Japanese ice hockey player

Miho Shishiuchi (獅子内 美帆, Shishiuchi Miho) is a Japanese ice hockey player and member of the Japanese national team. She plays with Toyota Cygnus in the Women's Japan Ice Hockey League (WJIHL) and All-Japan Women's Ice Hockey Championship.

Shishiuchi has represented Japan with the senior national team since 2010, during which time she has participated in three Winter Olympic Games and six IIHF Women's World Championship tournaments. She also won a silver medal 2011 Asian Winter Games and a gold medal at the 2012 IIHF Women's Challenge Cup of Asia.

==International play==
As a junior player with the Japanese national under-18 team, Shishiuchi participated in two IIHF U18 Women's World Championship tournaments. She was part of the Japanese roster that earned promotion to the Top Division at the Division I tournament of the 2009 IIHF U18 Women's World Championship and, the following year, contributed to Japan's successful defense of their Top Division berth at the 2010 IIHF U18 Women's World Championship in Chicago.

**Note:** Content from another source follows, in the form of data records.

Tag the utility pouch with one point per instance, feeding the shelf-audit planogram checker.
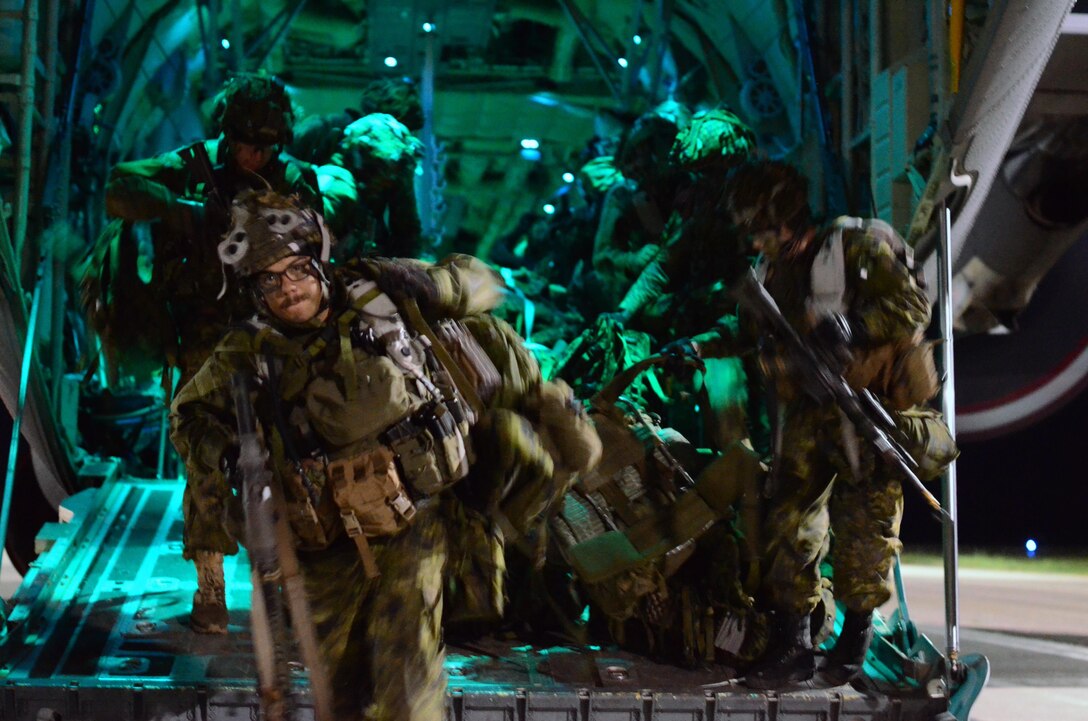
(301, 514)
(369, 494)
(470, 357)
(430, 448)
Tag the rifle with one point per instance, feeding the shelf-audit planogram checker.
(869, 418)
(275, 575)
(199, 163)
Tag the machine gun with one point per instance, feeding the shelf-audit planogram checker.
(869, 418)
(275, 575)
(199, 163)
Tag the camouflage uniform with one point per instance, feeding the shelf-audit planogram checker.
(338, 395)
(684, 288)
(395, 667)
(816, 489)
(189, 278)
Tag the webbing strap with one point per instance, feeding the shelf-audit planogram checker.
(340, 483)
(464, 387)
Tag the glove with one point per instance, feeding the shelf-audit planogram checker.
(619, 318)
(682, 355)
(832, 337)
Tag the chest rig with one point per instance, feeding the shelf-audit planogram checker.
(373, 418)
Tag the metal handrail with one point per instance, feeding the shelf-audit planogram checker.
(950, 537)
(24, 381)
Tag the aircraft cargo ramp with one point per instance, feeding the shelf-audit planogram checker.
(98, 632)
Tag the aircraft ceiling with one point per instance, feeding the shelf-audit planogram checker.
(504, 71)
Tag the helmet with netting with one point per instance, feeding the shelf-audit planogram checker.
(645, 148)
(266, 227)
(397, 97)
(766, 195)
(379, 150)
(255, 109)
(713, 136)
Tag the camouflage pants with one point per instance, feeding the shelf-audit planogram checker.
(208, 525)
(381, 637)
(817, 498)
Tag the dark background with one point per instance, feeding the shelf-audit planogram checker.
(1029, 484)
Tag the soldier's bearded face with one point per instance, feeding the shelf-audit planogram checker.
(293, 301)
(249, 157)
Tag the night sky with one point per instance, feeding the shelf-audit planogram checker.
(1029, 484)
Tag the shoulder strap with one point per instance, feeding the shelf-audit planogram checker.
(464, 387)
(828, 276)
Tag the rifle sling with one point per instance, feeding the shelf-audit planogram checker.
(467, 389)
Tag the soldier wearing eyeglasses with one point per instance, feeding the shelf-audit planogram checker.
(370, 419)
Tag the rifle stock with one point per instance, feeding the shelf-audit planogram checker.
(275, 575)
(868, 417)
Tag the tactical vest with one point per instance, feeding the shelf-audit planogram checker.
(369, 415)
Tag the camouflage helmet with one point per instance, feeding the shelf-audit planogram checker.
(381, 137)
(379, 150)
(713, 135)
(255, 109)
(598, 175)
(266, 227)
(766, 195)
(644, 150)
(397, 97)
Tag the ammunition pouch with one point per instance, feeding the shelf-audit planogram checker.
(469, 355)
(368, 493)
(432, 446)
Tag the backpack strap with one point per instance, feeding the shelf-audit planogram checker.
(828, 280)
(464, 386)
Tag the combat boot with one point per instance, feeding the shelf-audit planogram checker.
(209, 601)
(789, 657)
(844, 661)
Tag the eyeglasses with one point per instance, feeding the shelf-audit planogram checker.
(271, 282)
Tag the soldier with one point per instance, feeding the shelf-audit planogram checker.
(190, 204)
(849, 287)
(373, 149)
(684, 288)
(369, 423)
(634, 211)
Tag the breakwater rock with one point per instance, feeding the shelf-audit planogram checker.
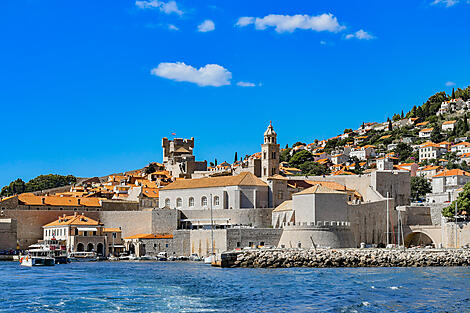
(277, 258)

The women's ice hockey tournament at the 2011 Asian Winter Games was her first major event with the senior national team and she contributed a goal and an assist across four games to Japan's silver medal performance. At the 2012 IIHF Women's Challenge Cup of Asia, her two goals and one assist across three games helped Japan capture gold.

Shishiuchi represented Japan at the Top Division tournaments of the IIHF Women's World Championship in 2015, 2016, and 2021; and at the Division I, Group A tournaments in 2012, 2013, and 2017. She also participated in the Top Division playoff between Japan and the in November 2014.

Her Olympic experience includes the women's ice hockey tournament at the 2014 Winter Olympics in Sochi, the women's ice hockey tournament at the 2018 Winter Olympics in PyeongChang, and the women's ice hockey tournament at the 2022 Winter Olympics in Beijing.